TVM Utility#
This is the design document for the tvm_utility
package. For instructions on how to build the tests for YOLOv2 Tiny,
see the YOLOv2 Tiny Example Pipeline.
For information about where to store test artifacts see the TVM Utility Artifacts.
Purpose / Use cases#
A set of c++ utilities to help build a TVM based machine learning inference pipeline. The library contains a pipeline class which helps building the pipeline and a number of utility functions that are common in machine learning.
Design#
The Pipeline Class is a standardized way to write an inference pipeline. The pipeline class contains 3 different stages: the pre-processor, the inference engine and the post-processor. The TVM implementation of an inference engine stage is provided.
API#
The pre-processor and post-processor need to be implemented by the user before instantiating the pipeline. You can see example
usage in the example pipeline at test/yolo_v2_tiny
.
Each stage in the pipeline has a schedule
function which takes input data as a parameter and return the output data.
Once the pipeline object is created, pipeline.schedule
is called to run the pipeline.
int main() {
create_subscription<sensor_msgs::msg::PointCloud2>("points_raw",
rclcpp::QoS{1}, [this](const sensor_msgs::msg::PointCloud2::SharedPtr msg)
{pipeline.schedule(msg);});
}
Version checking#
The InferenceEngineTVM::version_check
function can be used to check the version of the neural network in use against the range of earliest to latest supported versions.
The InferenceEngineTVM
class holds the latest supported version, which needs to be updated when the targeted version changes; after having tested the effect of the version change on the packages dependent on this one.
The earliest supported version depends on each package making use of the inference, and so should be defined (and maintained) in those packages.
Models#
Dependent packages are expected to use the get_neural_network
cmake function from this package in order to get the compiled TVM models.
Error detection and handling#
std::runtime_error
should be thrown whenever an error is encountered. It should be populated with an appropriate text
error description.
Neural Networks Provider#
This package also provides a utility to get pre-compiled neural networks to packages using them for their inference.

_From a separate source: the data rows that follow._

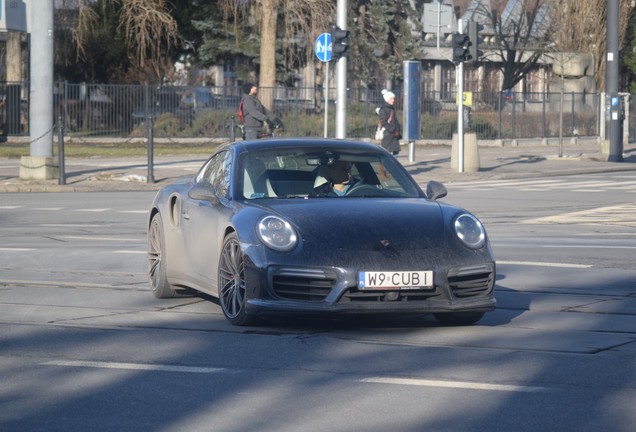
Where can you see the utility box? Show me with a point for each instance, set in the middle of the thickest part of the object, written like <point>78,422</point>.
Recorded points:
<point>412,101</point>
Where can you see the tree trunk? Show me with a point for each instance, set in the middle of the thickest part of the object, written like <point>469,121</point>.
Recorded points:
<point>267,80</point>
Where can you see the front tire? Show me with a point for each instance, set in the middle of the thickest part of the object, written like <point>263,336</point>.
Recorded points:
<point>459,318</point>
<point>232,291</point>
<point>159,284</point>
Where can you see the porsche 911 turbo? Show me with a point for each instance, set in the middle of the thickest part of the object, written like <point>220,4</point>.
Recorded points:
<point>318,226</point>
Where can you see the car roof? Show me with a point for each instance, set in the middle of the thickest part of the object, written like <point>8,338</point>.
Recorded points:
<point>326,143</point>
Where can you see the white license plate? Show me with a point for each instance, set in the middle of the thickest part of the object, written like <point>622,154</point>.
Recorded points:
<point>395,280</point>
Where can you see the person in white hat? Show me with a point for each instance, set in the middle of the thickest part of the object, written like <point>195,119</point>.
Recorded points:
<point>388,120</point>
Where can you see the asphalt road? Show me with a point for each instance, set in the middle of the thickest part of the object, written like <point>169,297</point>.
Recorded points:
<point>83,344</point>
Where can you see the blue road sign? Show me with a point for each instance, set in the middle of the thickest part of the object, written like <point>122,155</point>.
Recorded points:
<point>322,47</point>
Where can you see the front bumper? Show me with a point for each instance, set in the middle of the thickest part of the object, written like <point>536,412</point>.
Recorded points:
<point>334,291</point>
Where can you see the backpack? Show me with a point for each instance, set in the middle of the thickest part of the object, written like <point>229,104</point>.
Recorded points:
<point>239,113</point>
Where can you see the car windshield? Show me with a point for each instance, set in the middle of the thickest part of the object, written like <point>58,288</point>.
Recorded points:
<point>310,173</point>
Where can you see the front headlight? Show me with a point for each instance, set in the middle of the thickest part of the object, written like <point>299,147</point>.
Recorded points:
<point>277,233</point>
<point>470,231</point>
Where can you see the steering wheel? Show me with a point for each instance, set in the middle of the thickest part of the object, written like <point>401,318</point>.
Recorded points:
<point>362,189</point>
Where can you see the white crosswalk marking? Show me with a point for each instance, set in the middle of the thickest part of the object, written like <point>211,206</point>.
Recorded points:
<point>618,215</point>
<point>573,184</point>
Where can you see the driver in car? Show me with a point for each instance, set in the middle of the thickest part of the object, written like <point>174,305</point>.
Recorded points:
<point>340,180</point>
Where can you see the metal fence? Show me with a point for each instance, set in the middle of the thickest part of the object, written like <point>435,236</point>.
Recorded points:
<point>97,110</point>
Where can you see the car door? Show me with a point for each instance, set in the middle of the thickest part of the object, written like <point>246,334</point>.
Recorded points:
<point>204,222</point>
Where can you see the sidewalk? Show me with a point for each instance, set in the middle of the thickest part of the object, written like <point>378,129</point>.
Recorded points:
<point>432,162</point>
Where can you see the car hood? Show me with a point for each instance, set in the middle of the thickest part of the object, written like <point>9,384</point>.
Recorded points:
<point>364,224</point>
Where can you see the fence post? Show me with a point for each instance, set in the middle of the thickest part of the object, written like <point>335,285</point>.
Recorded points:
<point>499,115</point>
<point>232,131</point>
<point>151,176</point>
<point>573,119</point>
<point>514,115</point>
<point>60,150</point>
<point>543,114</point>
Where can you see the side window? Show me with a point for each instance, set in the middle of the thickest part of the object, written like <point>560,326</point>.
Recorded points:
<point>218,172</point>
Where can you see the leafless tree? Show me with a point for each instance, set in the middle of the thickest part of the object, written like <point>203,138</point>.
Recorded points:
<point>521,36</point>
<point>303,21</point>
<point>580,27</point>
<point>149,28</point>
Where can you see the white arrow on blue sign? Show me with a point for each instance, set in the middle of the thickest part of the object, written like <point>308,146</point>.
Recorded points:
<point>322,47</point>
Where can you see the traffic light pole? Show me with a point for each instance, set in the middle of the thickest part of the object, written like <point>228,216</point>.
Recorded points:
<point>341,76</point>
<point>460,116</point>
<point>612,78</point>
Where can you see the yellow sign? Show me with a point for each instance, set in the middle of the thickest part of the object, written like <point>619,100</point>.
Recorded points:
<point>467,99</point>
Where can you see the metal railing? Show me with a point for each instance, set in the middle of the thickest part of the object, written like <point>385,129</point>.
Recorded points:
<point>98,110</point>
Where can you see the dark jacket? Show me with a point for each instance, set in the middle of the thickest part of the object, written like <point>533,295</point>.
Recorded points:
<point>392,131</point>
<point>255,113</point>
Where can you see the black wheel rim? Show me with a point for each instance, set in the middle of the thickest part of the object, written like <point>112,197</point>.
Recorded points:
<point>232,279</point>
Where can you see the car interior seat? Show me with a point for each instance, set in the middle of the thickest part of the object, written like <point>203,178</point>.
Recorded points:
<point>256,183</point>
<point>322,176</point>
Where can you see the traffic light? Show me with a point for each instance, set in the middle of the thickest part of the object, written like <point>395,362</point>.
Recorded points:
<point>339,43</point>
<point>461,48</point>
<point>474,28</point>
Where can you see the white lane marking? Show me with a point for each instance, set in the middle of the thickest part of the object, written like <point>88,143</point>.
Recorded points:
<point>454,384</point>
<point>588,247</point>
<point>99,238</point>
<point>72,225</point>
<point>545,264</point>
<point>134,366</point>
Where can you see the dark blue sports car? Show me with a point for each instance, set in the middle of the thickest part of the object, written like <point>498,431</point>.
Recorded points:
<point>315,226</point>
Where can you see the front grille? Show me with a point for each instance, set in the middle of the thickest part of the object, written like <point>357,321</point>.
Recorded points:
<point>303,284</point>
<point>356,295</point>
<point>472,281</point>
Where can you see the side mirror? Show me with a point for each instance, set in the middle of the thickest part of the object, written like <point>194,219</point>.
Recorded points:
<point>203,192</point>
<point>435,190</point>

The neural networks are compiled as part of the Model Zoo CI pipeline and saved to an S3 bucket. This package exports cmake variables and functions for ease of access to those neural networks.
The get_neural_network
function creates an abstraction for the artifact management.
The artifacts are saved under the source directory of the package making use of the function; under "data/".
Priority is given to user-provided files, under "data/user/${MODEL_NAME}/".
If there are no user-provided files, the function tries to reuse previously-downloaded artifacts.
If there are no previously-downloaded artifacts, and if the DOWNLOAD_ARTIFACTS
cmake variable is set, they will be downloaded from the bucket.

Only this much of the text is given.